The more than 100-page master plan has specific items to address those and other areas for growth.
The presentation of the draft is the latest step in a yearlong process.
Nobody turned in questions during the meeting, which drew more than 30 people, including the mayor and other city officials.
“It’s a little overwhelming,” Tharp said of the amount of information provided in the plan.
But, she said, the public will have more opportunities to add their input to the plan over the next two months, as it goes to the Planning and Zoning Commission, through other public hearings and to the City Council for discussion before a vote in late August.
The City Council hired CPEX in April 2014, at a cost of $162,500, to create a new master plan. The current one, created in 1997, is outdated and of little use, city officials have said.

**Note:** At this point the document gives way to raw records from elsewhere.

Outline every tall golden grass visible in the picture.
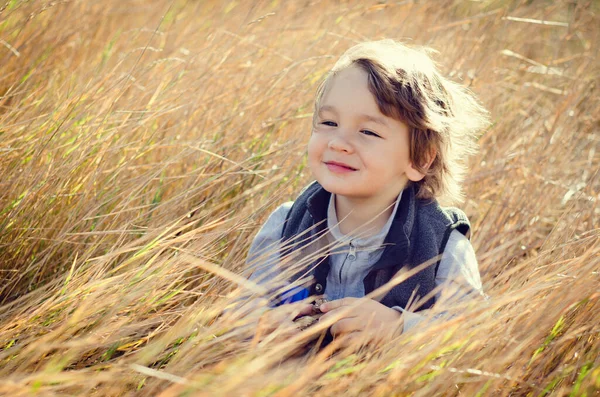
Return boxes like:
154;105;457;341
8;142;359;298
0;0;600;396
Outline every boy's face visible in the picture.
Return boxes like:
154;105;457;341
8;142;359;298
308;66;424;205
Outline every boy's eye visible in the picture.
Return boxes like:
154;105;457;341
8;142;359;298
361;130;381;138
321;121;337;127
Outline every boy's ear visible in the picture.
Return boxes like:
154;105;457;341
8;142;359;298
406;149;437;182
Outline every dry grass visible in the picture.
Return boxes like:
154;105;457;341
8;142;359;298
0;0;600;396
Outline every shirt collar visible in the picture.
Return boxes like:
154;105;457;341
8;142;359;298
327;192;402;249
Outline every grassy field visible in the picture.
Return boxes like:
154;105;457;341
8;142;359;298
0;0;600;396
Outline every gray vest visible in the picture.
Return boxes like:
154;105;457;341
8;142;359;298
281;182;470;310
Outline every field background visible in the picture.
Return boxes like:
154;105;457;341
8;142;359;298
0;0;600;396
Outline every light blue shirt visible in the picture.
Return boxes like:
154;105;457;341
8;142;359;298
248;194;483;331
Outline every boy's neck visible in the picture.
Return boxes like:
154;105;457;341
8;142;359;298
335;189;400;237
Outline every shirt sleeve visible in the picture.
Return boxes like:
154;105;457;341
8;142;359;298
393;230;485;332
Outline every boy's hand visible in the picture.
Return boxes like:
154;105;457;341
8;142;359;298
319;298;402;345
254;303;313;342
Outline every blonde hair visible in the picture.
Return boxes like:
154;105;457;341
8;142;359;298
314;40;489;204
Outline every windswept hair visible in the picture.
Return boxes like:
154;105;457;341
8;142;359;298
314;40;489;204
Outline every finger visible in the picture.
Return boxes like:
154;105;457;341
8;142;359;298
321;298;358;313
319;308;356;322
295;304;313;317
331;318;363;336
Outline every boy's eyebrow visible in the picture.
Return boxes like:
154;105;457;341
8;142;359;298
317;105;388;127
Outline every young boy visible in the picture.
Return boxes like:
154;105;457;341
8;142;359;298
248;40;487;344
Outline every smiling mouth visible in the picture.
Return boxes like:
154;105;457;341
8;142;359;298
325;161;358;171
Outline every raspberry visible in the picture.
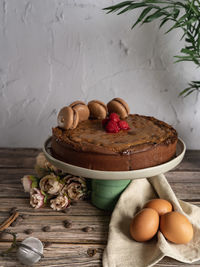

“We’re glad to see it coming to fruition,” said Frank Cagnolatti, chairman of the Gonzales Planning and Zoning Commission. “It was sorely needed.”
The new master plan proposal looks at land use, transportation, housing and neighborhoods, the economy and downtown — which the city hopes may one day offer a train station for a potential commuter line between Baton Rouge and New Orleans.
In housing, for example, CPEX found that “more than one-third of all Gonzales households are cost-burdened, meaning that they pay more than 30 percent of their income on housing costs.”
The CPEX planners also said “about 70 percent of Gonzales rental households are cost-burdened.”
The plan recommends the city preserve and strengthen existing single-family areas, as well as build new housing that “will retain current and attract future residents, including young people, area workers, entrepreneurs and older people.”
To attract higher-paying jobs, the master plan recommends the city take advantage of its location near industry and the interstate to seek businesses serving the petrochemical industries, as well as work to bring in manufacturing firms, and distribution and logistics companies.
“I feel like Gonzales has to step up or be left behind,” said Gonzales resident Karen Hatcher, who heads the Gonzales Committee on Cultural Affairs and is a business owner with her family.
The Rev. Eric Gyan, who became the pastor of St. Theresa of Avila Catholic Church in Gonzales about a year ago, said, “I’ve only been here less than a year, but I expect to be here 12 years. … It’s got good people and a great culture. There are so many assets to build on.”